Caroline and Lizzie were grading the apples in the basement of the barn. They'd pluck the apples from the crates and place them in boxes according to how they looked. If they were perfect and shaped just right, they would go in one box; if they had slight imperfections, bug bites or sunspots, they would go in another. If they were seriously flawed or misshapen, they would go into a bin for cider. When the boxes were filled, they'd be closed and stacked. What Caroline complained about first was the chafing of the cardboard box against her wrist when she placed the apples in the squares formed by cardboard dividers. By September she had developed a rash on her wrist and red scrapes lined her arms. Caroline said she could never get comfortable—the migrant women kept the windows open because they would all sweat, where Caroline was cold from drafts of air. She said it was always damp in the barn basement. Her back would be cold but the sleeves of her shirt would cling to the sweat on her arms. She and Lizzie worked alongside migrants who had come from other harvests out west. The migrants, their husbands and their children, all stayed in the bunkhouse. They spoke Spanish to one another, ignoring Caroline and Lizzie. Their kids played just outside the barn during the day.
One September afternoon, Lizzie came strolling out of the barn. Maybe she had heard Burton and me or maybe she just wanted to take a break. "It's a hundred degrees in there," she said. She pulled her jersey off. She wasn't wearing anything underneath. She patted her face, her breasts and under her arms. I noticed the hair under her arms was blond. Her skin was the color of peaches. I couldn't help but stare. I looked at Burton to see how he was reacting.
"Hey," he said to Lizzie, "keep your shirt on!" He laughed.
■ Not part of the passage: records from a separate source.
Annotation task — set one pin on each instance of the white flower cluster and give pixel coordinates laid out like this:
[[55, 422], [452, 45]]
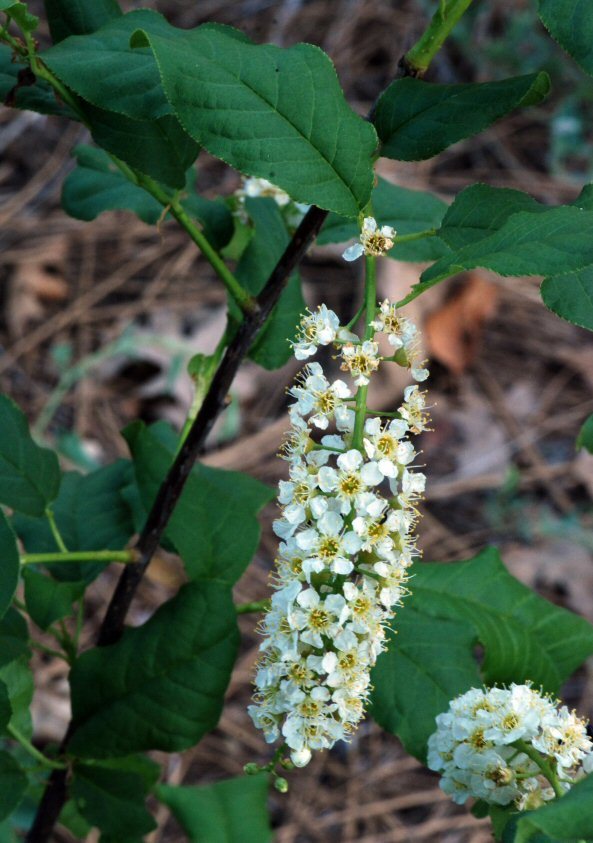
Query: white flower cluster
[[254, 188], [373, 240], [475, 746], [346, 530]]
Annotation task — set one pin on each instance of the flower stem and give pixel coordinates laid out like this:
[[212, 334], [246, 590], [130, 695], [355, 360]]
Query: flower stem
[[418, 58], [417, 235], [55, 531], [546, 766], [80, 556], [256, 606], [370, 304], [171, 203], [33, 752]]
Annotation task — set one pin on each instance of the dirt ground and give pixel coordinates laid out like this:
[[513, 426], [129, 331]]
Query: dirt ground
[[98, 320]]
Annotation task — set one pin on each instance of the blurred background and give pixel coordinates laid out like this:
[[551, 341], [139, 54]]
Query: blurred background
[[98, 321]]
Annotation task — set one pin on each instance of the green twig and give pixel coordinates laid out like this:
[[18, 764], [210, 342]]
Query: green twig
[[249, 608], [417, 60], [33, 752], [246, 302], [55, 532], [545, 766], [370, 301], [417, 235], [80, 556]]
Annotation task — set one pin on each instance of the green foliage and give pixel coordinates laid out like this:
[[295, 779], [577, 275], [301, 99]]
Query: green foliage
[[112, 799], [29, 475], [20, 15], [49, 600], [21, 89], [162, 685], [214, 526], [524, 638], [230, 811], [14, 637], [417, 120], [159, 148], [566, 820], [9, 564], [408, 211], [429, 661], [275, 113], [271, 348], [67, 18], [571, 296], [585, 437], [97, 185], [571, 24], [13, 784], [17, 677], [105, 71], [554, 241], [91, 514]]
"Who cares?" Lizzie said. "You don't care, do you David?" She pulled her jersey back on and walked back into the barn.
"No," I said, "not me."
That night I found myself restlessly tossing. Caroline had already told me she hated living in the tent. It didn't really bother me. I was pretty happy working hard all day, and, by nightfall, I was so tired I could have slept anywhere. But it bothered her that we would only get to shower on weekends in the bunkhouse where the migrants slept. Caroline said sleeping in the tent made her feel ugly and dirty. I rolled over and put my hand on Caroline's arm despite the fact that she had let me know that the last thing she wanted to was to be touched. She claimed that season she was learning to just say no. If things had been different I might have been angry, but I was so wiped out by the end of each day that I would usually just conk at night. I figured we'd get back to normal after the harvest.
Anyway, Caroline was asleep with her back to me. I moved closer to snuggle. I kissed and nuzzled her neck. I had one hand on her leg. I pressed up against her from behind. It felt good. I thought I heard her murmur with pleasure. I was picturing Lizzie without her shirt on. She had beautiful breasts. Her skin was pale and smooth. She was thinner than Caroline, but her breasts were bigger.
All of a sudden Caroline jabbed me in the ribs with her elbow. "David, I was asleep. You were humping me while I was asleep. What are you, a dog?"
"I'm sorry," I said. I couldn't really make her out in the darkness. "I didn't know what I was doing. I was half-asleep myself; I thought you were sort of awake."
"Sort of awake?" She rubbed her elbow and began crying.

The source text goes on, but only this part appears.